Showers and snacks and a walk for Ned and Hawk, where Hawk dragged Zoe around in true Hawk-fashion. And a celebration after dinner, complete with champagne and cake and giddy laughter and politically incorrect conversation and a speech from Mary, summing up her 5K AERC miles with Hawk and their 10 years competing together.
Then an even more tear-jerking celebration of the life of another Mary -- Mary Lutz, a USEF champion for international endurance, to whom the ride was dedicated-- who died on her 55th birthday while out celebrating the special day on her favorite horse -- no better way to go for those of us who love and live for horses.

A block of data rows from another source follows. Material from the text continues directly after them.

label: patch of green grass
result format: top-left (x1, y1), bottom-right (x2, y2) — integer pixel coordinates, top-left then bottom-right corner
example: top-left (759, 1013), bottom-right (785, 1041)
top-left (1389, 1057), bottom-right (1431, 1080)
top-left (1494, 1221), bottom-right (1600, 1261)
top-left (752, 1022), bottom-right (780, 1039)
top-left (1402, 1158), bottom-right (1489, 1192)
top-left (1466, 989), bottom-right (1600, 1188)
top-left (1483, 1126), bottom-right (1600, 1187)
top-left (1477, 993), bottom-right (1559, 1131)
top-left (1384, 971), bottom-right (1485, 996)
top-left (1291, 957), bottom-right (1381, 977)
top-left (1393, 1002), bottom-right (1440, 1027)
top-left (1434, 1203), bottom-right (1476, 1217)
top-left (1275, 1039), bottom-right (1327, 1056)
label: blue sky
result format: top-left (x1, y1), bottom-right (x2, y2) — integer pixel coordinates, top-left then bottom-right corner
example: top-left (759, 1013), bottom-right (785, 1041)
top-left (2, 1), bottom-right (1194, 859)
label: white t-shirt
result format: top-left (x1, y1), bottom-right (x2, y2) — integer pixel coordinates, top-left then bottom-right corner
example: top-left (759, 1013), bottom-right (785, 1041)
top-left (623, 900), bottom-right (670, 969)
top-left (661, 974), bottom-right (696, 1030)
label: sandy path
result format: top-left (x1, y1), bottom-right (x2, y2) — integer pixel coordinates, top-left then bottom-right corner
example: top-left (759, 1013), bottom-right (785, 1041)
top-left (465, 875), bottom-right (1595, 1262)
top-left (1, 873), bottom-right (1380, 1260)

Then overnight the rains came. Hawk pouted a bit, wondering if he'd be heading back out on the trail, and lept joyously into the rig behind Ned, not quite believing, I'm sure, that he was really done for the weekend. For a lifetime. He'd have headed back out on that trail, head high, attitude fully intact, fortified by the "pitter patter" of hooves behind him and the attitude that has made him such a remarkable horse in our sport.
But he didn't have to.
Congratulations Mary and Hawk! It has been a supreme honor and a privilege, and I look forward to regaling the tales (embellished of course) of hitting the trail with the Mighty Morgan and Mary, true legends, for many, many years.